Tensions in Senegal reached a tipping point on Friday over the government’s decision to hold the opposition to the vote in planned legislative elections. Thousands took to the streets to show support for opposition leader Ousmane Sonko and to demand that President Macky Sall allow his opponents to run.
Smoke plumes blew up in the air throughout Dakar’s southern neighborhoods on Friday as protesters set fire to tires and plastic drums. Tear gas canisters rained down from the sky, scattering protesters. When they reappeared, they sang, “Macky Sall is a dictator!” and threw stones at police officers.
Graduate student Maimina Aidara was among them.
“What Macky Sall is doing to Senegal is an injustice. “What he is trying to do is not right,” he said. “We, the people here in Senegal, are suffering. We’re getting heavy. We’re getting really heavy. We want Macky Sall to leave his office. The protests will continue every day, God willing, until the elections. Macky Sall will resign. “
Anger has risen since Senegal’s constitutional council invalidated the opposition’s list of candidates for the July 31 legislative election, preventing opposition leader Sonko and other opponents from running.
The outcome of the election will determine the composition of Senegal’s 165-member National Assembly, which is currently dominated by the president’s coalition.
On Friday, it was seen blocking Sonko’s house, which prevented him from attending Friday prayers and the demonstration.
Sonko came third in the 2019 presidential election and is a candidate for 2024.
Sonko was arrested last year on what many believe were dubious allegations of rape. The incident caused a week of rioting that led to the deaths of 14 people.
According to Agence France-Presse, two deaths were reported in Friday’s protest and three opposition members were arrested.
West Africa has been plagued by a series of coups in recent years and any indication of instability in Senegal could have consequences for the whole region.
Hawa Ba is head of the Senegal office at the Open Society Initiative for West Africa.
“We are in a very volatile sub-region.

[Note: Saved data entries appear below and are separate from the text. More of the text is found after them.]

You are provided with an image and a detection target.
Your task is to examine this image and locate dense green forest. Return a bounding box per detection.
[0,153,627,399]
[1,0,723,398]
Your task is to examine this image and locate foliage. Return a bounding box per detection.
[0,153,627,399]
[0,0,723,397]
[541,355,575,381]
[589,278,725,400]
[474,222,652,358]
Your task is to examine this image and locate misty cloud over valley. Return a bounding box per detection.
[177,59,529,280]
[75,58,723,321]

Democracy is in jeopardy, and Senegal is supposed to be a beacon of democracy, “Ba said.” It is supposed to be a country that pulls the region and the continent upwards. And what we are seeing is that Senegal’s democracy has been slipping back a few years. “
Ba called on international bodies such as the Economic Community of West African States and the African Union to press Senegal to adhere to democratic norms. The African Union is led by Macky Sall.

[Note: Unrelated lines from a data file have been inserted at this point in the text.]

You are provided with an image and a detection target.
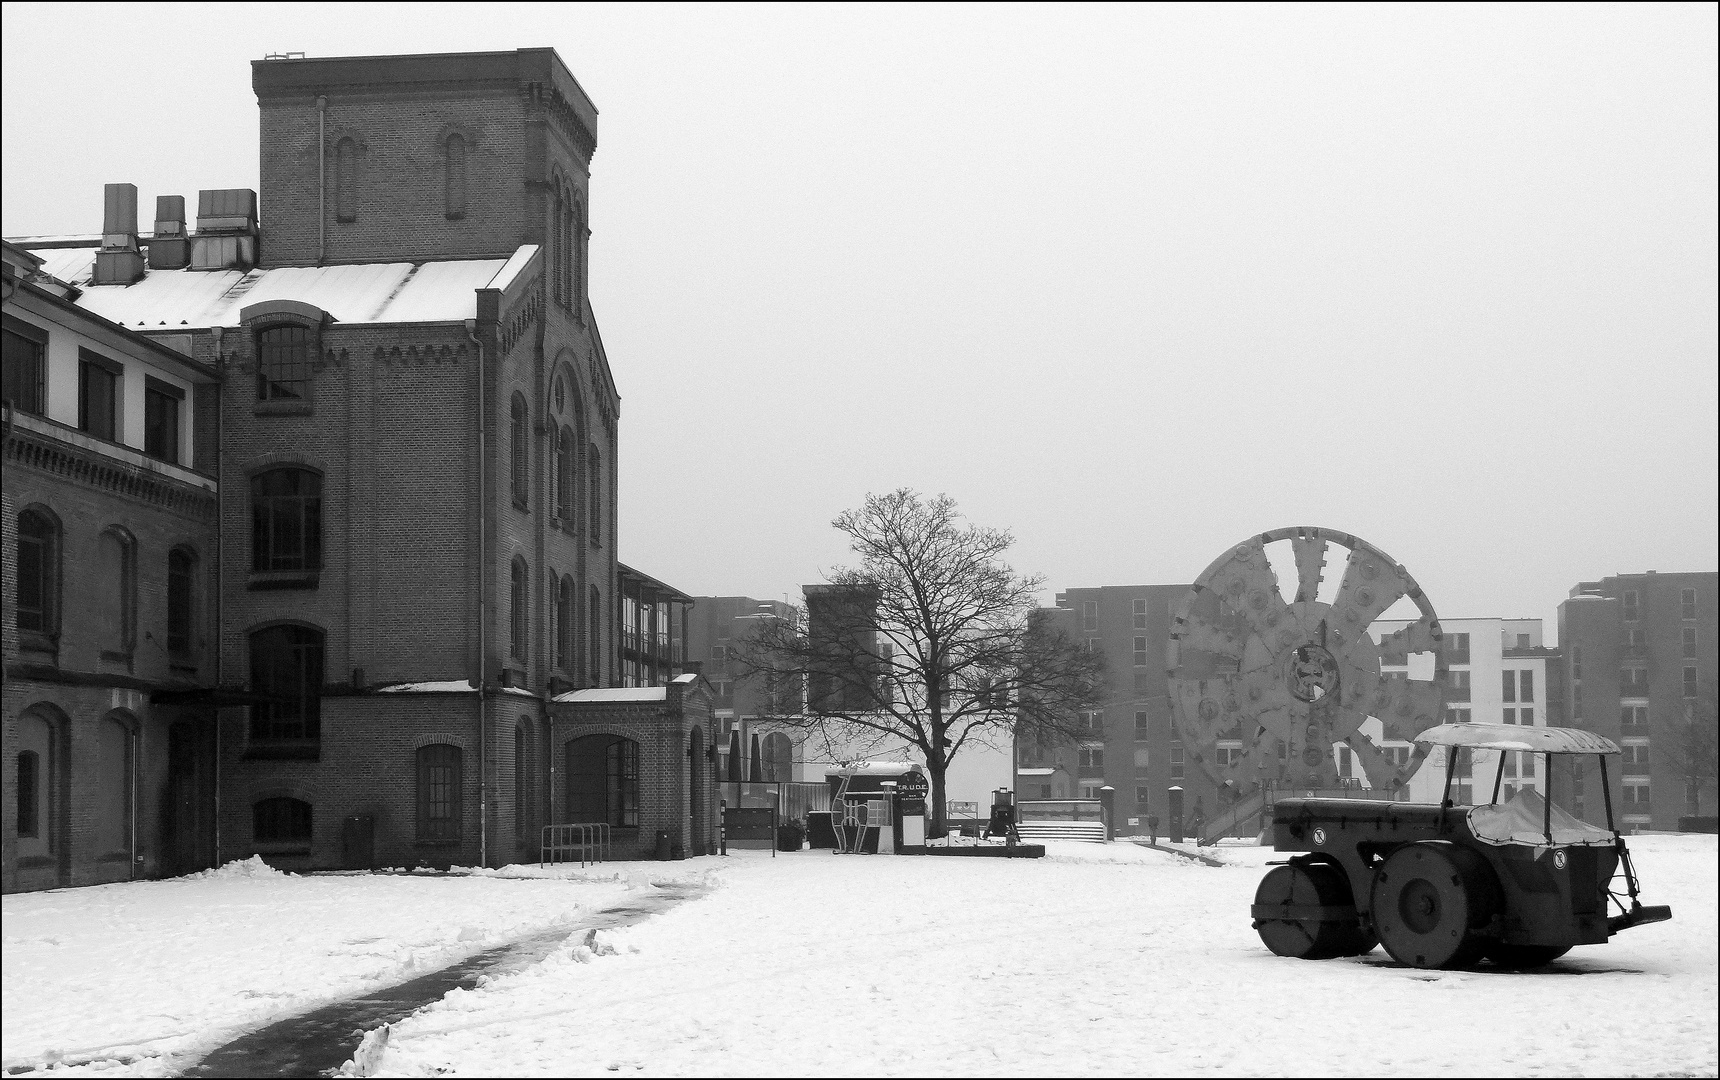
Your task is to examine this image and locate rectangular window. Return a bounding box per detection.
[1520,752,1534,778]
[1133,747,1151,775]
[1135,786,1152,809]
[1134,671,1153,694]
[1624,781,1650,810]
[1517,633,1531,649]
[1683,666,1698,699]
[1081,600,1098,632]
[1622,590,1639,622]
[144,378,182,463]
[1169,742,1184,780]
[1079,710,1103,733]
[1519,708,1533,725]
[1502,670,1516,703]
[1622,742,1650,772]
[417,744,463,841]
[1444,706,1471,724]
[1621,705,1649,728]
[1077,745,1104,772]
[1503,753,1517,778]
[1571,645,1583,681]
[1626,627,1647,651]
[78,350,120,441]
[1519,670,1534,703]
[257,325,312,401]
[2,318,47,415]
[1135,710,1150,740]
[1132,636,1149,667]
[1683,588,1698,621]
[1502,708,1515,725]
[1621,668,1648,693]
[1216,742,1242,769]
[1132,598,1148,629]
[1446,633,1471,665]
[1444,669,1471,702]
[1086,637,1102,653]
[1683,627,1698,659]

Although many protesters said at Friday’s rally that they attended in support of Sonko, others had more general motives.
Seydina Halifa Abebacar said his biggest concern was inflation. The price of items like rice and cattle has risen, he said, and with Eid al-Adha around the corner, he is worried that the price of sheep will do the same.

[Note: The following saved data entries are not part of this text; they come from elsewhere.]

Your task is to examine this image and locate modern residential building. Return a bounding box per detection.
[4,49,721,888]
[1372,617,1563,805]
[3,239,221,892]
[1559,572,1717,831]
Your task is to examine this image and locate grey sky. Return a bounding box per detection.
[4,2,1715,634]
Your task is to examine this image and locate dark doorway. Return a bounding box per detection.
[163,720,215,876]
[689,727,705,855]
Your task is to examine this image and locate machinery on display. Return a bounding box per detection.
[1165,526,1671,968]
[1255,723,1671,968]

“They have increased prices on everything. “Our families are suffering,” he said. “I came here to fight for my future and for that of my children. I’m not here for Ousmane Sonko – all politicians are the same. If we do not do it [throw rocks at police officers] there will be no solution. To protest is a right. ”
The protest took place despite a government ban. A demonstration on June 8 was also banned, but was eventually allowed to continue.
Demonstrations are expected to continue throughout the weekend, with or without authorization.